A decisão do juiz Roberto Wanderley Nogueira, da 1ª Vara Federal de Pernambuco, data de 19 de agosto, mas foi divulgada ontem pelo representante do Ministério da Saúde (MS) em Pernambuco, Mozart Sales, que comemorou o resultado. “Isso mostra que o programa Mais Médicos está atuando dentro da legislação, que estamos juridicamente amparados em nossas disposições”, afirmou.
De acordo com Salles, o registro que será concedido aos profissionais do Mais Médicos será, entretanto, diferenciado. “A medida provisória que criou o programa prevê a criação de uma registro provisório, de médico intercambista, restrito à atuação na saúde básica. Eles não poderão, por exemplo, atuar em clínicas e hospitais particulares”, explica Salles.
Em relação à cobrança do Cremepe pela necessidade de os profissionais estrangeiros se submeterem ao Exame Nacional de Revalidação de Diplomas Médicos (Revalida), Salles disse que o programa prevê que os profissionais que forem trabalhar por meio do programa não precisarão passar pelo procedimento, mas que só receberão o registro depois de passarem pela avaliação dos coordenadores do Mais Médicos, depois de três semanas de treinamento.
A presidente do Cremepe, Helena Carneiro Leão, foi procurada para comentar a decisão da Justiça, mas não foi encontrada. No entanto, em entrevista anteontem, adiantou que mesmo que a Justiça Federal não fosse favorável, continuaria buscando os meios legais para manter a posição do Cremepe.
Segundo o decreto presidencial, a declaração de participação do médico intercambista no Mais Médicos, acompanhada dos documentos especificados, é condição necessária e suficiente para a expedição de registro profissional provisório e da carteira profissional. O registro deverá ser expedido pelo CRM no prazo de 15 dias a partir da apresentação do requerimento pela coordenação do programa.

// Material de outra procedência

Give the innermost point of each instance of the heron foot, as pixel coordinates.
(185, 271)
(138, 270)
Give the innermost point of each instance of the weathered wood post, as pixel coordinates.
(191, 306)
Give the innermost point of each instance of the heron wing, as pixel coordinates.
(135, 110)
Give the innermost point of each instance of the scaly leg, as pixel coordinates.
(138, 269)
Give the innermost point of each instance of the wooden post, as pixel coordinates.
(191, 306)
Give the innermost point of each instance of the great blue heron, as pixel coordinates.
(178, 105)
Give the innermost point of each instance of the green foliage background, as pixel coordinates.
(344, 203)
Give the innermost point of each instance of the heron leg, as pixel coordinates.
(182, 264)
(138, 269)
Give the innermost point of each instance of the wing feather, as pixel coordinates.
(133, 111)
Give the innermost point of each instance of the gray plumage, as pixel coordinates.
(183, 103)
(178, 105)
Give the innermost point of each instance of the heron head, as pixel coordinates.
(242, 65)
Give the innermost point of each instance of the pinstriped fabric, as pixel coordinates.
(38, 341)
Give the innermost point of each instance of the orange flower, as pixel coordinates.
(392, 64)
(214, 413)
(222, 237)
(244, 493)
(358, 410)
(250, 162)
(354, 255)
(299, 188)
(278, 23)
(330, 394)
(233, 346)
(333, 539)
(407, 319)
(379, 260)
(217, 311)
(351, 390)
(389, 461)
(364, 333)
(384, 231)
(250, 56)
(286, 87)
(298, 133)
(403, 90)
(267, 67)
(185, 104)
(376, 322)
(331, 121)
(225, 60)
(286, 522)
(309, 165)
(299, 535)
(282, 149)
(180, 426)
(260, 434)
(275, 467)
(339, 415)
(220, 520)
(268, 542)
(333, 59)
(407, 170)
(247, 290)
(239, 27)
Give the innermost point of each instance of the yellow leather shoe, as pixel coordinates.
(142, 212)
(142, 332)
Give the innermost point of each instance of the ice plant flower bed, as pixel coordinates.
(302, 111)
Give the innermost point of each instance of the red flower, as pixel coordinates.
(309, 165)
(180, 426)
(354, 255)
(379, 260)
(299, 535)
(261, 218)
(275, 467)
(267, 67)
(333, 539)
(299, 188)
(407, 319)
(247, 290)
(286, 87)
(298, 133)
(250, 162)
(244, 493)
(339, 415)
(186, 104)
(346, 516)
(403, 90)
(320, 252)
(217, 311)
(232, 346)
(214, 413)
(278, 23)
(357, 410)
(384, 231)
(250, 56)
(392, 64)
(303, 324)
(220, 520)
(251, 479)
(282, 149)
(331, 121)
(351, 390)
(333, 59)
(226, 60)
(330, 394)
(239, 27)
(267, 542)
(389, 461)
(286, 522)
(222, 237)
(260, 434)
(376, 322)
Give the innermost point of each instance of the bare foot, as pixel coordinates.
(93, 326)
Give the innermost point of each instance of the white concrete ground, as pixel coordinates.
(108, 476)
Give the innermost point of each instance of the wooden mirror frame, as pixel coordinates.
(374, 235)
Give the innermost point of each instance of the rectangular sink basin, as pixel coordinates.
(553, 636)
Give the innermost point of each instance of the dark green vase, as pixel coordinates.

Em âmbito nacional, o governo federal prepara uma ofensiva no Judiciário contra conselhos regionais de medicina que se negarem a conceder registro provisório aos profissionais contratados por meio do programa Mais Médicos. Segundo o Advogado-Geral da União, Luís Inácio Adams, o questionamento jurídico poderá ser feito contra o responsável pelo conselho que se negar a fazer o registro, que poderia responder por improbidade administrativa.